Karara karşı, davalı vekili tarafından istinaf kanun yoluna başvurulmuştur.

İstanbul Bölge Adliye Mahkemesince, taraflar arasında akdedilen 23/08/2013 tarihli Genel Kredi Sözleşmesi’nin 6.4 maddesinde erken ödeme komisyon oranının kararlaştırılmamış olduğu, mahkemece davalı bankanın Merkez Bankasına erken kapama komisyon oranlarını bildirip bildirmediği yönünde bir araştırma yapmadığı, ancak davalı tarafça mahkemece kabul edilen oranın üzerinde bir oranın Merkez Bankasına bildirilmiş olduğu yönünde bir iddia ileri sürülmediğinden mahkemece emsal banka uygulamaları araştırılarak %2-%5 oranında erken kapama komisyonu alındığının tespit edilerek %5 oranın makul bir oran olarak kabul edilip buna göre fazladan ödenen erken kapama komisyon oranının tespitinde ve bu talebe ilişkin davanın kısmen kabulünde bir isabetsizlik olmadığı, dava dilekçesinde TL cinsinden talepte bulunulmuş iken, daha sonra maddi hata yapıldığı belirtilerek euro cinsinden para birimi ile talepte bulunulması ile mahkemece maddi hata yapıldığı kabul edilerek eksik harcın tamamlatılmasında bir hata olmadığı, bankacılık teamüllerine göre ilk kredi kullandırımında yapılması gereken istihbarat, haberleşme ve operasyonel vs. gibi işlemlerin bir maliyeti bulunduğundan müşteriden "Kredi Tahsis ve İstihbarat Ücreti" adı altında ücret talep edilebileceği, taraflar arasında akdedilen sözleşmenin müşterinden alınabilecek komisyon, ücret ve masrafları düzenleyen 6/1-2-3 maddesinde talep edilebilecek komisyon oranları belirtilmemiş olmakla birlikte, kredi tutarının yaklaşık %1’i oranındaki ücretin emsal banka uygulamalarına göre orantılı ve makul olduğu, mahkemece bu talep yönünden davanın reddi gerektiği gerekçesi ile davalı vekilinin istinaf başvurusunun kısmen kabulüne, İstanbul 7. Asliye Ticaret Mahkemesi'nin 2015/923 Esas - 2017/861 Karar sayılı ve 04/12/2017 tarihli hükmünün kaldırılmasına, davanın ıslah edilen haliyle kısmen kabulüne, 17.891,49 Euro Erken Kapama Komisyonu'nun dava tarihinden itibaren işletilecek 3095 sayılı Kanun'un 4-a maddesi uyarınca Devlet Bankalarının 1 yıl vadeli euro mevduatlarına verdikleri azami faiz oranı ile davalıdan tahsiliyle davacıya ödenmesine, fazlaya ilişkin istemin reddine karar verilmiştir. 
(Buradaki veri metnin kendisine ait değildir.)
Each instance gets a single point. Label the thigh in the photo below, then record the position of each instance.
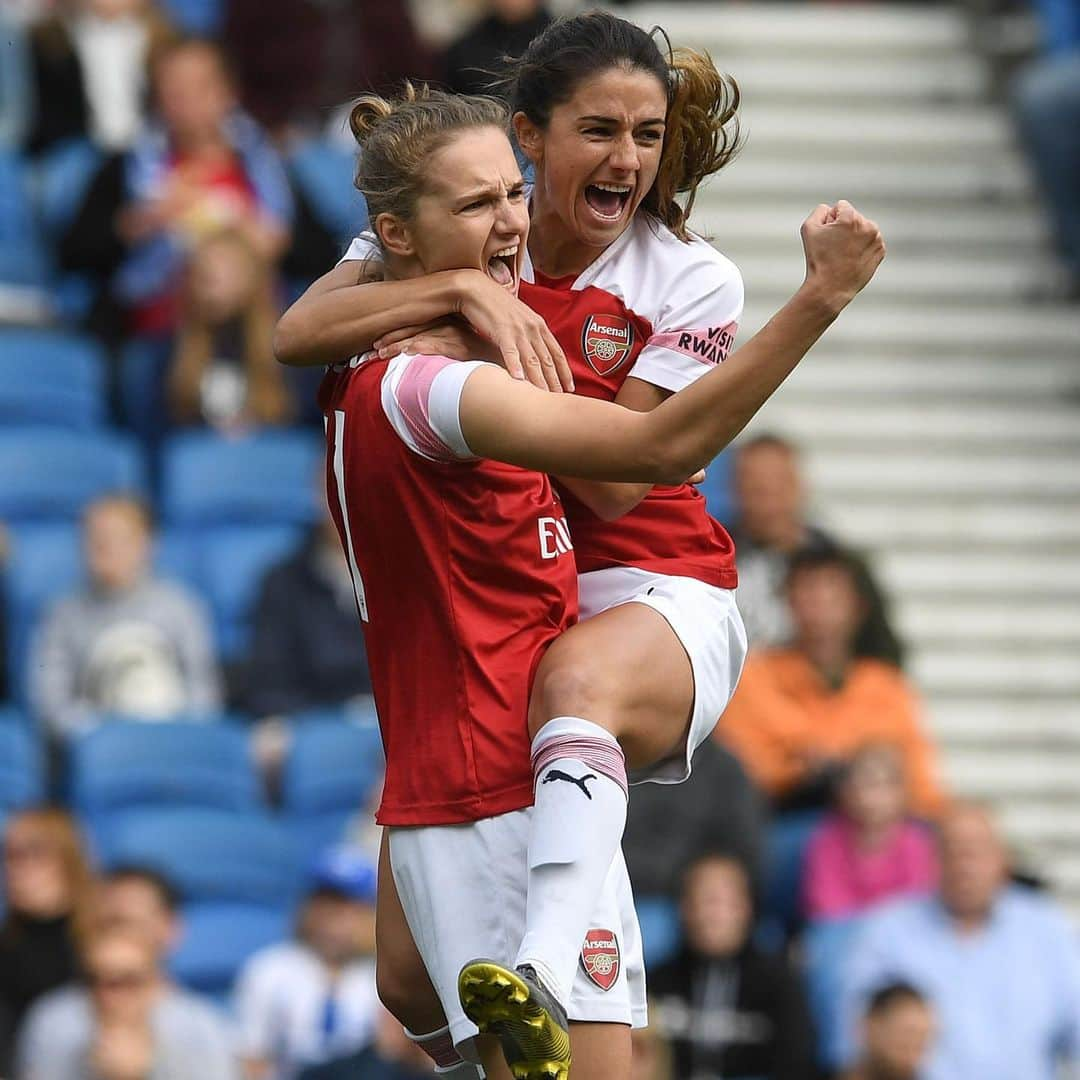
(625, 670)
(402, 977)
(601, 1052)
Karar, davalı vekili tarafından temyiz edilmiştir. 

1- İlk Derece Mahkemesince verilen karara yönelik olarak yapılan istinaf başvurusu üzerine HMK'nın 355 vd. maddeleri kapsamında yöntemince yapılan inceleme sonucunda Bölge Adliye Mahkemesince esastan verilen nihai kararda, dosya kapsamına göre saptanan somut uyuşmazlık bakımından uygulanması gereken hukuk kurallarına aykırı bir yön olmadığı gibi HMK'nın 369/1. ve 371. maddelerinin uygulanmasını gerektirici nedenlerin de bulunmamasına göre, davalı vekilinin aşağıdaki bendin kapsamı dışında kalan sair temyiz itirazları yerinde değildir.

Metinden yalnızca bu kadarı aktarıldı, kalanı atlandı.